Fred Dalton Thompson

Ronald Reagan famously was an actor who became a politician and then President, but Fred Thompson is perhaps the only guy to go in reverse, from political figure, to acting to Politics and indeed running for President.

A lawyer by trade, Thompson first came to prominence as part of The Watergate Committee that saw Richard Nixon forced out of office.

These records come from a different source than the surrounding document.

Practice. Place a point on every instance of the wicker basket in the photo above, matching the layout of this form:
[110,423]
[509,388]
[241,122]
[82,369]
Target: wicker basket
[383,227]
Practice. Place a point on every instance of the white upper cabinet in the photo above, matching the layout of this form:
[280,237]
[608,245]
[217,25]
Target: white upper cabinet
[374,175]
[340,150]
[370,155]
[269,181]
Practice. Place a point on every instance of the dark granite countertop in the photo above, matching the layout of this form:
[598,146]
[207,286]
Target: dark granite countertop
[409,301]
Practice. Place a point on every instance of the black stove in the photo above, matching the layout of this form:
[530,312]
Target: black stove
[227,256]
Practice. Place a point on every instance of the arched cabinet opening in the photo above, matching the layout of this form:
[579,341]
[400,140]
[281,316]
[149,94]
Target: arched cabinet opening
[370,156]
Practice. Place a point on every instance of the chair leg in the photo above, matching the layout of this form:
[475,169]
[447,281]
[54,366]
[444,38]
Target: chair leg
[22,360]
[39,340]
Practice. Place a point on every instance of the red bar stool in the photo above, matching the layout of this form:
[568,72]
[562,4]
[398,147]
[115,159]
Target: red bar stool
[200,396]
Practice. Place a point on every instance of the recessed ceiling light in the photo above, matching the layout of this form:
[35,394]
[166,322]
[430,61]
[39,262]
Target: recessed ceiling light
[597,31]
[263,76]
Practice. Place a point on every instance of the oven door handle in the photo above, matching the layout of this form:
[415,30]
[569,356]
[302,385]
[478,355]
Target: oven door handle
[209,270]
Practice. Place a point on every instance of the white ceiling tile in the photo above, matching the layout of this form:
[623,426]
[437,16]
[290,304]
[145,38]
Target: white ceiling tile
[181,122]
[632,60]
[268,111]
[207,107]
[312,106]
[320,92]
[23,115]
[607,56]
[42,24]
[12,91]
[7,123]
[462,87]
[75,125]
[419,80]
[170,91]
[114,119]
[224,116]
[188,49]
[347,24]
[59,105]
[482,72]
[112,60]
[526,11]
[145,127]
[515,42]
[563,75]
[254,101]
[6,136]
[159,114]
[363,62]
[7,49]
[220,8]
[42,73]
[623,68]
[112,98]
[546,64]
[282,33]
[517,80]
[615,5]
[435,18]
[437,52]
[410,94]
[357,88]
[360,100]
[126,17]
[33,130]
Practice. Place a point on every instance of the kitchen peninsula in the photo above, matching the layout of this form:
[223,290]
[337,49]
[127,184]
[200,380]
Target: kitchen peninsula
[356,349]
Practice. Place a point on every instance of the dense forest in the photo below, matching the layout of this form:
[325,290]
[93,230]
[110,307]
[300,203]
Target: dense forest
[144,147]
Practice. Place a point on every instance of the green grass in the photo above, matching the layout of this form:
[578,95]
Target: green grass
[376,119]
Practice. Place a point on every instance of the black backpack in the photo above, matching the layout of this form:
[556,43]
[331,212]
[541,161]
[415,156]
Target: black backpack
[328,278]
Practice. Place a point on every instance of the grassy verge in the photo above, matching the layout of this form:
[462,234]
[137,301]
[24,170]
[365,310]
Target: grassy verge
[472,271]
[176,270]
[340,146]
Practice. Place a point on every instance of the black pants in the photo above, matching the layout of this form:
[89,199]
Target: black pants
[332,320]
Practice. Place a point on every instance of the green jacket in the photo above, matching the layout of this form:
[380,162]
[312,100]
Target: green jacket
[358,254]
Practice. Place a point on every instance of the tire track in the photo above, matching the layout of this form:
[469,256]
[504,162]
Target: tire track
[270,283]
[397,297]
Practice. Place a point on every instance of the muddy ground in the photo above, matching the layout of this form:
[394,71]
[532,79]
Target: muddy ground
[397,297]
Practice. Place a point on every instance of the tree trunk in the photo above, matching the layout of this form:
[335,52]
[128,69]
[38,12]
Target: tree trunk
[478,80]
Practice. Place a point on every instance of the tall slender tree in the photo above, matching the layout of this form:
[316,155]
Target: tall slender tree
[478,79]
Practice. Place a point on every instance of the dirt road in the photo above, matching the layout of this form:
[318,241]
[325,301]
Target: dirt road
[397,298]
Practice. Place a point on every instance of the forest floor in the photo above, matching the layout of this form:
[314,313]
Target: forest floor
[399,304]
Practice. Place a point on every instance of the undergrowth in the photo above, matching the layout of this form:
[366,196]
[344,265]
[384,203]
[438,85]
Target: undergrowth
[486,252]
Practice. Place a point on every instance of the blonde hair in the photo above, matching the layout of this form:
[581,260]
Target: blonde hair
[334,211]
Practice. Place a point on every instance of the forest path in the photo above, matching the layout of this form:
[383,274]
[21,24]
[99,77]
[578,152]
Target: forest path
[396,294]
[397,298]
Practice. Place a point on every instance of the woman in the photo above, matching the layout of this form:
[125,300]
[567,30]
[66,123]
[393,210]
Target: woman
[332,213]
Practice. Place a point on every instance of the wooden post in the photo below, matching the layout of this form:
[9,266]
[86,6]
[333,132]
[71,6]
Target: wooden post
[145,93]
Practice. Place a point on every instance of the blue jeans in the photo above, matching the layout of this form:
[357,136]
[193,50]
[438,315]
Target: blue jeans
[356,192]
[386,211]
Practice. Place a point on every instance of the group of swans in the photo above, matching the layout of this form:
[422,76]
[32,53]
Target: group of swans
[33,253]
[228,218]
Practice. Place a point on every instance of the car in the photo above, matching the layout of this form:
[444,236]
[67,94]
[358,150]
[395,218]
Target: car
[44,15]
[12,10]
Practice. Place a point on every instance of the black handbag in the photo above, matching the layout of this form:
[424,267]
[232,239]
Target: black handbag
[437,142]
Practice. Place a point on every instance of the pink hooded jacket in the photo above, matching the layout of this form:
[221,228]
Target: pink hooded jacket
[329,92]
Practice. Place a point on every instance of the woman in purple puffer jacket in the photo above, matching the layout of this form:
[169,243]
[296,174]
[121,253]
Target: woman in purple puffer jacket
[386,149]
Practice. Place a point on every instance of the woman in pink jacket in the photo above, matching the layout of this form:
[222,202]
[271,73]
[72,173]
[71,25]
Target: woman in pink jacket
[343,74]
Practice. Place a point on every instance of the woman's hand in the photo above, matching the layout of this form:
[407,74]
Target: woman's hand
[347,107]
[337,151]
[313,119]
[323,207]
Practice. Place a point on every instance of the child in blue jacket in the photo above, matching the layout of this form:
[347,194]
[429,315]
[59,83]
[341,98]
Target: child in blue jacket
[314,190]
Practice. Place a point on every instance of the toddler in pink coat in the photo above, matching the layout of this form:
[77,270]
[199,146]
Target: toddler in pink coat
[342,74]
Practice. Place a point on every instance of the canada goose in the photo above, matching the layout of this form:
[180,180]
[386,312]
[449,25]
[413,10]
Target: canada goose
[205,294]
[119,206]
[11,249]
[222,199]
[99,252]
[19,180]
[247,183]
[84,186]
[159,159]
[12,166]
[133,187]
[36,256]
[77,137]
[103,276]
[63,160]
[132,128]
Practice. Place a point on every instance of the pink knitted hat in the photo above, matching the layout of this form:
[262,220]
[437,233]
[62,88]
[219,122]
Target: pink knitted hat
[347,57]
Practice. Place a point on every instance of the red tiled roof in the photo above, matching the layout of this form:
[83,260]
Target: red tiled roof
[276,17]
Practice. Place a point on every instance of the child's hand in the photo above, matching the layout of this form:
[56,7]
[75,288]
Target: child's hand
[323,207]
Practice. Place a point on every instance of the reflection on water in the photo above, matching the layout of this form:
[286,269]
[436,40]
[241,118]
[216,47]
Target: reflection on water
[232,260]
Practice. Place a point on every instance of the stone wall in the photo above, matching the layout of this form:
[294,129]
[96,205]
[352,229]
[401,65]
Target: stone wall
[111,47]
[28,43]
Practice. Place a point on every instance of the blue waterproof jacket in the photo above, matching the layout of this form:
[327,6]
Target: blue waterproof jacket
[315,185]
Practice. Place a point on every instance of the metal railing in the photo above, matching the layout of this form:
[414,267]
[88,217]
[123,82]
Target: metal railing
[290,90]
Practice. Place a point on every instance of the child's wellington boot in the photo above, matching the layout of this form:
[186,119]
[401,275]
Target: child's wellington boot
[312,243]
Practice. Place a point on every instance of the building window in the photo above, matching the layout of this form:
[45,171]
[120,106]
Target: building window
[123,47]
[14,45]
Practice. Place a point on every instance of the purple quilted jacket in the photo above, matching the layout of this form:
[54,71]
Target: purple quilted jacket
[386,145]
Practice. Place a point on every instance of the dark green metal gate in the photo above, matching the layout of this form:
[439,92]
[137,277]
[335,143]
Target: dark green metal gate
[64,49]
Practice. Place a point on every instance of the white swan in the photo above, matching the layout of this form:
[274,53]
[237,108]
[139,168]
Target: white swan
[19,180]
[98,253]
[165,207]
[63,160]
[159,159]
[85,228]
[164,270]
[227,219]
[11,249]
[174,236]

Many sources claim that it was Thompson's shrewd questions that directly impacted the outcome and ultimately saw a President impeached, while others believed he had given the administration knowledge he shouldn't have.

Either way, Thompson played a major role in America's biggest scandal to date, and was later involved defending a whistleblower in a bribery case in Tennessee that saw the Governor ultimately removed from office for improper conduct and the lady who he had defended reinstated to her job with back pay.

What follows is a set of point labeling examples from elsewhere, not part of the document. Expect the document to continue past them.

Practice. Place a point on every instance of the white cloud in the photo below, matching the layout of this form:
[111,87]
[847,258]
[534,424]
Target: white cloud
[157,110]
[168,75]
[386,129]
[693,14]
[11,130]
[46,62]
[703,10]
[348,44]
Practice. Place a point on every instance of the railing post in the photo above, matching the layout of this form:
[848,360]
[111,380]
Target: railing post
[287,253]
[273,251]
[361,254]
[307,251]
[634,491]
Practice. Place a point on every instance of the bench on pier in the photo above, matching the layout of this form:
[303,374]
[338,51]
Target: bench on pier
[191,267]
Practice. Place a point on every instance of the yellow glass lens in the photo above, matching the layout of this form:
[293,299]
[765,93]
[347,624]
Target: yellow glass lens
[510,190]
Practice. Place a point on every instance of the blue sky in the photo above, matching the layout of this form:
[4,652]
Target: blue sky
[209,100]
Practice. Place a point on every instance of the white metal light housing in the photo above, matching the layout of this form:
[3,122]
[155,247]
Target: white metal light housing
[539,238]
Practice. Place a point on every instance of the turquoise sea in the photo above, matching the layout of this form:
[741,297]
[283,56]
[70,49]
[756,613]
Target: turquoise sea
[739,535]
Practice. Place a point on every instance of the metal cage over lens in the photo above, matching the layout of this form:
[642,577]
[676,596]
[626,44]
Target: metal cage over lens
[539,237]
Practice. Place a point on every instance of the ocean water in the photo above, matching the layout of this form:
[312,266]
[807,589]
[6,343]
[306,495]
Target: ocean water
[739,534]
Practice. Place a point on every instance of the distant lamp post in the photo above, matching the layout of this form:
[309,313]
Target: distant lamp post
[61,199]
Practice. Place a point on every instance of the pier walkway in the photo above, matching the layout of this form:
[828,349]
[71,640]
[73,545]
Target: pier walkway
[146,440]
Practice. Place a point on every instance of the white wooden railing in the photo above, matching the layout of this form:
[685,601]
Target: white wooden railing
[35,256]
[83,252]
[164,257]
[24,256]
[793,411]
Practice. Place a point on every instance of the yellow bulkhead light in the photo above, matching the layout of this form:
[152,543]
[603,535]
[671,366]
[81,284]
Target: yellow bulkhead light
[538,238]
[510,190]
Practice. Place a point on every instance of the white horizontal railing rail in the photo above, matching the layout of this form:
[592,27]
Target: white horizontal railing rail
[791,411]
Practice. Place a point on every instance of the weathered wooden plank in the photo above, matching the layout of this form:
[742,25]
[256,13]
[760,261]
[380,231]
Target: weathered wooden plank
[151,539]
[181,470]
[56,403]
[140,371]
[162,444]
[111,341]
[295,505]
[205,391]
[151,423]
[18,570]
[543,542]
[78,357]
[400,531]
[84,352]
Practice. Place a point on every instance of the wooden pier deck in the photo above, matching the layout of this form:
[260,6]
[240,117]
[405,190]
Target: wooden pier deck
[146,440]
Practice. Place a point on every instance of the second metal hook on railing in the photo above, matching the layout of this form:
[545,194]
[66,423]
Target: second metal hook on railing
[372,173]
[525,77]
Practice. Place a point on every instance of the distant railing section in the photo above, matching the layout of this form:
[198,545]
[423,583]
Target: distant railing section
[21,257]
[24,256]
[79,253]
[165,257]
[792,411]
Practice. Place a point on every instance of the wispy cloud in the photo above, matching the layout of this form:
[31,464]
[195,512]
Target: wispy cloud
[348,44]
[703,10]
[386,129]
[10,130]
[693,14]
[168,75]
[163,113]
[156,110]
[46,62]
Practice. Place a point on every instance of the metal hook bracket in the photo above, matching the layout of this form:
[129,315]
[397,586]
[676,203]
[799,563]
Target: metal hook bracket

in 1985, a movie starring Sissy Spacek as that whistleblower was made and the logical choice to play Fred Thompson was... Fred Thompson.

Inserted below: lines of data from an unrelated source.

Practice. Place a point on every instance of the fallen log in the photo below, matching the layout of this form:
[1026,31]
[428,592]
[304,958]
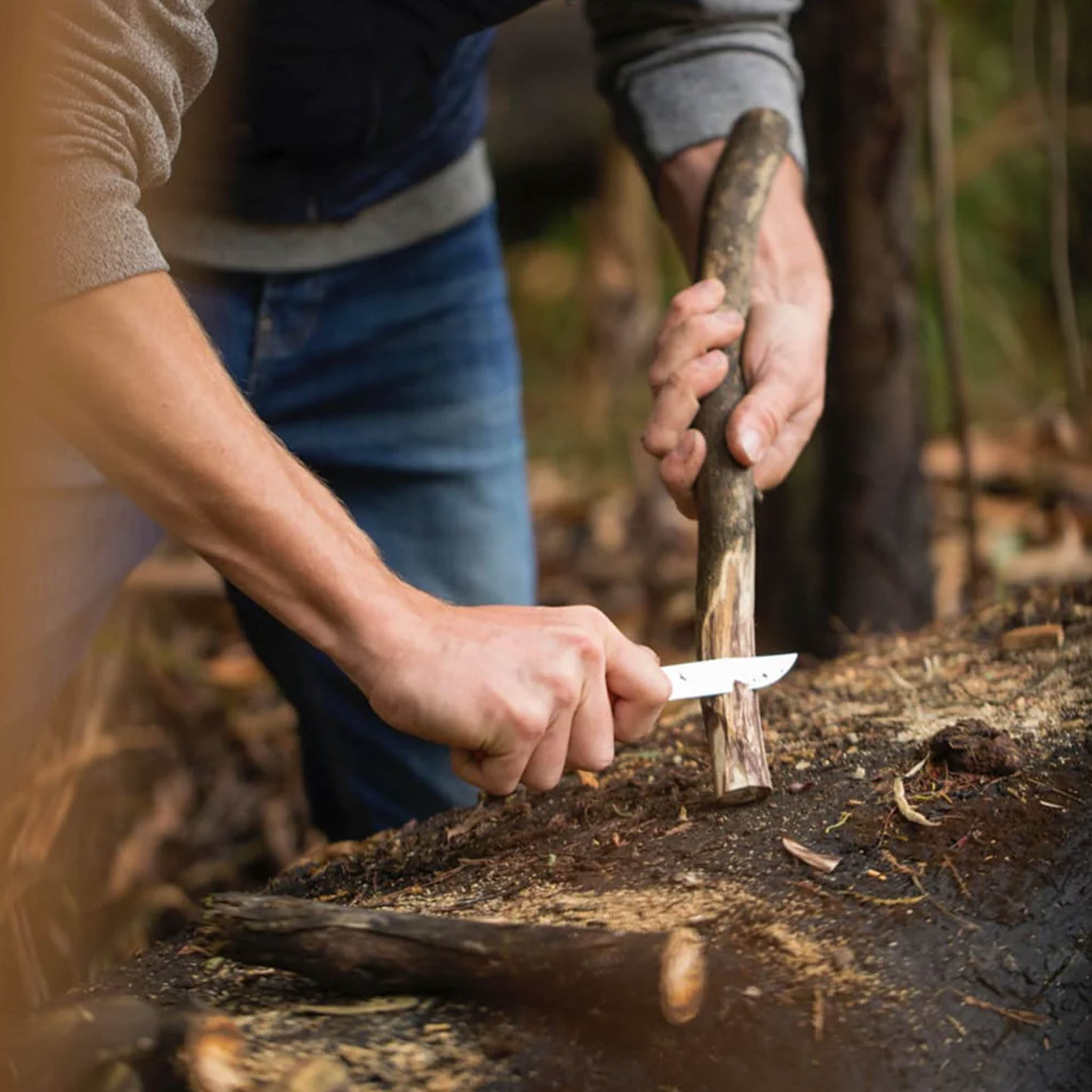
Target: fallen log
[724,494]
[370,951]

This led to a career in Hollywood, usually playing small but important roles of authority including blockbusters like The Hunt For Red October, Die Hard 2, Days Of Thunder & most recently, Sinister.

In the meantime, Thompson became a Senator for Tennessee and ran for the Republican Presidential nomination in 2008. Thompson died late last year, but is certainly is one of the most recognizable "boss man" faces of the last 20 years... and played a part in some of the biggest political battles of the last 50.

Vinny Jones

Most people know Vinny Jones as a D list "heavy" or villain in movies such as Swordfish, Gone In 60 Seconds or his best known role as "Big Chris" in Lock, Stock & Two Smoking Barrels. Prior to his "big break" in the latter movie, he was actually a well known soccer player in England. Part of the famed "Crazy Gang" of Wimbledon FC, their meteoric rise from the lowest division to beating Liverpool in the FA Cup final in 1988 is worthy of its own movie. Jones was known as a hardman on the pitch, famously grabbing Paul Gascoigne's private parts as a distraction technique and had a somewhat dubious reputation for his tactics. To the amazement of many, he was called up to the Wales squad and received 9 caps (appearances) for them, despite only qualifying via his grandfather.

When his career ended and Lock, Stock was a success, he parlayed that into his first starring role Mean Machine, a British remake of the 70's Burt Reynolds flick. Here Jones was playing a footballer with a bad reputation and it was surprisingly good, if not exactly a stretch. Since then Jones has become one of Hollywood's more recognizable faces. While he'll never win an Oscar, he has had a successful career as a result of his real life image as sport's bad boy and this immortal line in Superhero lore.

Father William O' Malley

When William Friedkin was shooting The Exorcist, he sought the co-operation of the Catholic Church, particularly in helping his lead, Jason Miller to prepare and to accurately portray, as much as would be permitted the concepts the movie discussed. Father O' Malley became a technical advisor and was a seemingly natural fit to play the role of Father Dyer, friend to Damian Karras as he had some limited stage experience.

While a small role, it was a pivotal one and O'Malley was not spared or given any leeway as a first time movie actor from Friedkin's controversial methods. Famously, during the final scene, where Dyer gives his friend The Last Rites, Friedkin felt he was too cold and emotionless. When the real-life priest related that he had done several takes and that this was a difficult situation to maintain emotion, Friedkin asked him "do you trust me?", silently rolled film and belted him across the face!

The real life shock, anger and pain immediately got the performance the director was looking for and is arguably the most emotional point of the film. O'Malley's role saw more controversy when his final scene with Lee J. Cobb's Detective Kinderman was cut, to the dismay of author William Peter Blatty,.although Friedkin felt it was not needed.

Father O'Malley's portrayal didn't lead to a long term acting career, but he is known for being the first real-life Catholic Priest to also portray one onscreen, and later became a Professor of Theology.